So on May 18th I gave birth to my second beautiful baby boy....and immediately after gave birth to something entirely different.
I'll set the scene. The night before I went into labour, I got a really sore bit where the waistband of my pants was sitting. I thought the pants were maybe a bit snug so ignored it. At bedtime I took said pants off, still ouch!
So I had a feel, couldn't see anything cause of my massive bump. There it was. A boil my friends. Rock hard and the size of an egg, I shit you not. Throbbing but unyielding.
Next evening, off I trot to the hospital. Among the drama of childbirth I forgot all about my new pal. Delivered DS.
And the boil started throbbing again. And itching. Now that my bump has gone soft and jiggly I was able to get a look at the magnificent beast. It was HUGE with three small heads. I couldn't help myself. After what I'd been through, I figured I deserved a treat. I nudged it. The tiniest speck of watery pus emerged. Fuck it, I thought.
Grabbed Fred Second Head by the horns and have him a proper throttling.
BLAM! I've never seen anything like it. A jet- and I do mean a jet- of pus and blood fired up to the heavens and splattered the ceiling! I sat there utterly shocked. I summoned my mum and husband to come and take a look. They gawped at the ceiling, none of us could quite believe it.

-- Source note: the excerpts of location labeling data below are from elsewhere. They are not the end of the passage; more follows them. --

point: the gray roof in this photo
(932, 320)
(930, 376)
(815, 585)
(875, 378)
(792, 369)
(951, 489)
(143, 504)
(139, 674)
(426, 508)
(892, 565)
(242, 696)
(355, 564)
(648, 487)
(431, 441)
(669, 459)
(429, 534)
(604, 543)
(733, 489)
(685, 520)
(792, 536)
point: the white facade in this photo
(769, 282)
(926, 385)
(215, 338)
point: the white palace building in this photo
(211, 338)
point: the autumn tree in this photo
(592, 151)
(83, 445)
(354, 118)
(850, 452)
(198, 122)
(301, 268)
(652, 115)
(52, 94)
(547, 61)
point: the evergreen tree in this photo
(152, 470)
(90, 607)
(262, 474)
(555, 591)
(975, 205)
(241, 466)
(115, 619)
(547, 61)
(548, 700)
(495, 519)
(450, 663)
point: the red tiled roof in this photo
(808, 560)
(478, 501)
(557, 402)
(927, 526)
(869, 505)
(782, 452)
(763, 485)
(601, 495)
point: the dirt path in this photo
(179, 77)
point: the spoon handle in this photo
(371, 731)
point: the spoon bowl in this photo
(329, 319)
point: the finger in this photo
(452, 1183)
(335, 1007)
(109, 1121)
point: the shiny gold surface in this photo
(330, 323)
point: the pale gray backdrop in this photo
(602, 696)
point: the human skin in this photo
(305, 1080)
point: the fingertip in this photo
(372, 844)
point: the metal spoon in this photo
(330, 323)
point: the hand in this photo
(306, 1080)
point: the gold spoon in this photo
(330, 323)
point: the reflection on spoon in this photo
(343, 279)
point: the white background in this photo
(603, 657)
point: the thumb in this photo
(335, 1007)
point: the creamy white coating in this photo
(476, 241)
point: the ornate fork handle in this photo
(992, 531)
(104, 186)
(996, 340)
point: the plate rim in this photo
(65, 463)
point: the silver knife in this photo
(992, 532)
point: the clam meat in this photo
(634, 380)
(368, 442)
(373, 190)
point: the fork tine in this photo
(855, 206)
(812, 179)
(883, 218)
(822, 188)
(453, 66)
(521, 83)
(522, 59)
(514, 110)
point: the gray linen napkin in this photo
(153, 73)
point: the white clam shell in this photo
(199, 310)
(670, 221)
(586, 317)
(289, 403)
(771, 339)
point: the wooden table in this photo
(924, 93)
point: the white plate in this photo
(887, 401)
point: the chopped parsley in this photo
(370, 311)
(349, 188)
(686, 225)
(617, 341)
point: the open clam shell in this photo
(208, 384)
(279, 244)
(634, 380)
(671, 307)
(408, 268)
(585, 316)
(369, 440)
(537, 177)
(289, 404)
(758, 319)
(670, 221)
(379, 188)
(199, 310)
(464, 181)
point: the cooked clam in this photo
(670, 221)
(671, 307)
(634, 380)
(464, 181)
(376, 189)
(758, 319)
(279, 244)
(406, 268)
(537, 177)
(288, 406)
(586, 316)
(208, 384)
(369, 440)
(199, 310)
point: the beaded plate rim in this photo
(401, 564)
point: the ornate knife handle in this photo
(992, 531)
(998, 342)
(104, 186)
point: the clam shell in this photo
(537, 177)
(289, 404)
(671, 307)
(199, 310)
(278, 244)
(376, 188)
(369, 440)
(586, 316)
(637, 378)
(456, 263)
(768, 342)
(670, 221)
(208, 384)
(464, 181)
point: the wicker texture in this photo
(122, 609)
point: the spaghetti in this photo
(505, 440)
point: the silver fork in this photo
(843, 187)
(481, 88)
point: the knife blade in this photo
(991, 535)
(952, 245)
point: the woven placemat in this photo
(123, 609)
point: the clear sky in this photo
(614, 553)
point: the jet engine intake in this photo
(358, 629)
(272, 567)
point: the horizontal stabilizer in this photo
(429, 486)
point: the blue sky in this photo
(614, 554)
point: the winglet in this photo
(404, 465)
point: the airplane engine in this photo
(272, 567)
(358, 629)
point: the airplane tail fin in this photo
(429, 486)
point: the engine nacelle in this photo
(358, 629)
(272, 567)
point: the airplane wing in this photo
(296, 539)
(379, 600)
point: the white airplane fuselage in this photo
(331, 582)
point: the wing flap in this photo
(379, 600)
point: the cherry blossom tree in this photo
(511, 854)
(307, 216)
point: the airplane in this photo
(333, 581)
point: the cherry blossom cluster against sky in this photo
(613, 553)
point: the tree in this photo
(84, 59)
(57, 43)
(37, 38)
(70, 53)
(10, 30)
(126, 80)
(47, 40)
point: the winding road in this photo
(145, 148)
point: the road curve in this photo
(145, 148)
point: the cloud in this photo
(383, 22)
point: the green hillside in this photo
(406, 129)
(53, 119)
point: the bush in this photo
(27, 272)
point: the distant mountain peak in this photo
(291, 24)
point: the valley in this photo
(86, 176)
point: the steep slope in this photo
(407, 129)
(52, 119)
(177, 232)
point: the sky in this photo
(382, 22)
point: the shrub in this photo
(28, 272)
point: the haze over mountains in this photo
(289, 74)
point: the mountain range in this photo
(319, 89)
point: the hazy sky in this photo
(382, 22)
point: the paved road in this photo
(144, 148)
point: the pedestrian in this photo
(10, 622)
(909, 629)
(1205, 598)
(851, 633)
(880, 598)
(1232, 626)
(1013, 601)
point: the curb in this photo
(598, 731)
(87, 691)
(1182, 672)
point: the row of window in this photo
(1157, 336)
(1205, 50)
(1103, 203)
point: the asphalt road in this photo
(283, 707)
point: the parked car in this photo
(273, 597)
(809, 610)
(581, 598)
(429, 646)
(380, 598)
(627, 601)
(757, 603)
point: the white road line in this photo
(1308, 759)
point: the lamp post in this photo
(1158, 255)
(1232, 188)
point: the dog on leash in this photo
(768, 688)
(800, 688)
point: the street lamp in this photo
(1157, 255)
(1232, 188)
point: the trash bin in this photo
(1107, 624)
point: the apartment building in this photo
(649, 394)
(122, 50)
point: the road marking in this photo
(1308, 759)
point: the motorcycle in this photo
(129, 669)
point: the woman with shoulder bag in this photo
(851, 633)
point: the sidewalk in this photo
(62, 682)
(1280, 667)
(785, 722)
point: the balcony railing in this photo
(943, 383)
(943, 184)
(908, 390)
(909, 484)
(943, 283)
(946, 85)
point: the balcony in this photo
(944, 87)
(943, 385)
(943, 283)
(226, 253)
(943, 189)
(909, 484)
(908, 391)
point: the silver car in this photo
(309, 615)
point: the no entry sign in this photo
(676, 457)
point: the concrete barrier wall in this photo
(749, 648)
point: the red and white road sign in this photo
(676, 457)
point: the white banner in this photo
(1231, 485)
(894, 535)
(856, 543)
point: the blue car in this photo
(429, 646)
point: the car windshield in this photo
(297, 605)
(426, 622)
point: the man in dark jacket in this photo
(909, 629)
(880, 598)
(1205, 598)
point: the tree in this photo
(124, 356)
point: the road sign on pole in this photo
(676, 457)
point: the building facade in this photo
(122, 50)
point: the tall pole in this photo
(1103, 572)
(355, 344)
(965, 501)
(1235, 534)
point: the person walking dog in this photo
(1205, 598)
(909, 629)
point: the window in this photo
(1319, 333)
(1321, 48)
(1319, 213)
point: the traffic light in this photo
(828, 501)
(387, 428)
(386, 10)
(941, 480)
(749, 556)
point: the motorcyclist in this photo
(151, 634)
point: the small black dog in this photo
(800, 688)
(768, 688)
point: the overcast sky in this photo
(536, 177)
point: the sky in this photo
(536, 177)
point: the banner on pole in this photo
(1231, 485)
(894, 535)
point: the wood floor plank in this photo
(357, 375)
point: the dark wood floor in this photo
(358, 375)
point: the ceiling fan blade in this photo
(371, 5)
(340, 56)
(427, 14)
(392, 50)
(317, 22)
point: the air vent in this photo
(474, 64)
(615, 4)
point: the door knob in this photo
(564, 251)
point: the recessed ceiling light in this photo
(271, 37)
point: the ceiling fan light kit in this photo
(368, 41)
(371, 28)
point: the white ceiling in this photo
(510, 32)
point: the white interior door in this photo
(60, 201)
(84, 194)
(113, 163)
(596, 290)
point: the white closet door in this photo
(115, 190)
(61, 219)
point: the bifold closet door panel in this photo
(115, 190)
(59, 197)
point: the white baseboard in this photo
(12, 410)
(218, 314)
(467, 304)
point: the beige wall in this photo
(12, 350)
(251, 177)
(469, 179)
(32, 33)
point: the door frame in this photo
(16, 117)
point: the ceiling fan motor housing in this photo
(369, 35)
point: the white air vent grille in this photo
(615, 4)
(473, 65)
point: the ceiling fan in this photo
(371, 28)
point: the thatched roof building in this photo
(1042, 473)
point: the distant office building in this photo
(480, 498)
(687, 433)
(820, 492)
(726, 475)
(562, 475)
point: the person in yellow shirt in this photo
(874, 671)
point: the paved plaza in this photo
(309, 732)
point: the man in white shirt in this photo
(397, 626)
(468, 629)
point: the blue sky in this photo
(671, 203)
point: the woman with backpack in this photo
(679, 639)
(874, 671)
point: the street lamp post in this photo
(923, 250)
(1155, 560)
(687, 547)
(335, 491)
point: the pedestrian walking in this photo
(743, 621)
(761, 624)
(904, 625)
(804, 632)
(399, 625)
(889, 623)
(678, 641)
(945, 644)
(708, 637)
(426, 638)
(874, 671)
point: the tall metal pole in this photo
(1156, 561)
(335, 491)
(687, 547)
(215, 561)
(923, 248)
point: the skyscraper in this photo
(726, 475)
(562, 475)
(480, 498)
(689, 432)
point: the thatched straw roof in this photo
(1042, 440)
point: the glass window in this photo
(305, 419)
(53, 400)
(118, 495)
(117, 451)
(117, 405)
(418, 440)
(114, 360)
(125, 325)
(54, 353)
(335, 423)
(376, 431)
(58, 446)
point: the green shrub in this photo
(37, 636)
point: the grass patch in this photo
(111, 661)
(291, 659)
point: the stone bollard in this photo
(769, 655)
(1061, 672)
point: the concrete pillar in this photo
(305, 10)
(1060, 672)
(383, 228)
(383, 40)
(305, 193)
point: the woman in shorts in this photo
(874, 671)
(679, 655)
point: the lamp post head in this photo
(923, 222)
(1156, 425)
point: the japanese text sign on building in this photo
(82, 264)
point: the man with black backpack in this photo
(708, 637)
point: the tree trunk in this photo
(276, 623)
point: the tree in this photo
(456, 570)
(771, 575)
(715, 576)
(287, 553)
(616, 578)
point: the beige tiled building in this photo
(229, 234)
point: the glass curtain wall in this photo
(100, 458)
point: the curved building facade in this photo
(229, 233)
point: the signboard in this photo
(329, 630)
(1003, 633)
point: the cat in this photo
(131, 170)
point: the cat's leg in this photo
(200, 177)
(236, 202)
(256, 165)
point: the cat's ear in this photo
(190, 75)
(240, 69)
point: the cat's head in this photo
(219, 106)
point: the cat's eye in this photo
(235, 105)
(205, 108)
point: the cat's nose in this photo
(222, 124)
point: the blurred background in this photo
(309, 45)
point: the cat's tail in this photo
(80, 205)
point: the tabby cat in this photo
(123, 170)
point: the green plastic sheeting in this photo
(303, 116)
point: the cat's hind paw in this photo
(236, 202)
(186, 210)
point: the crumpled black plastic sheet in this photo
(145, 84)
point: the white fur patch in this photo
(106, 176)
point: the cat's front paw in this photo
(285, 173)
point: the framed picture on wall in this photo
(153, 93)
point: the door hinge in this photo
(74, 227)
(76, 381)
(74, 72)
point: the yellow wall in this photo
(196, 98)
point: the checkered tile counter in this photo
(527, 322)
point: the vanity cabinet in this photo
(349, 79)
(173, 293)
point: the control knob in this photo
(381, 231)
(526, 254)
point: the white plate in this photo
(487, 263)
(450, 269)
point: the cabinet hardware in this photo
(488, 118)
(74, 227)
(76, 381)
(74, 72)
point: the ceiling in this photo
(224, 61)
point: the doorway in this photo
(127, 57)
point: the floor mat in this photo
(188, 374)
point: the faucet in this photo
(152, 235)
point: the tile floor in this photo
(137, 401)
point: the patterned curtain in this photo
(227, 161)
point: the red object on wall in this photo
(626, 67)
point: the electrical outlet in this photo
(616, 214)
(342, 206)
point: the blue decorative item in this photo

I hadn't had my fill. I grabbed Fred again. SPLAT! I was rewarded with a handful of thick yellow gunk. And then another. Then another, mixed with blood. Then just blood. I slumped back, exhausted and unsure which feat of my genital region I was more proud of that fateful morning.
And then two nights ago, the same area felt itchy. Hello Fred, we meet again I thought. BOOM! Another handful of pus.
And guess what? There's still a hard lump there. I'm going to treat Fred to a mag sulphate facial tomorrow to see if he will come up trumps again. He's the gift that keeps on giving. I shall keep you updated.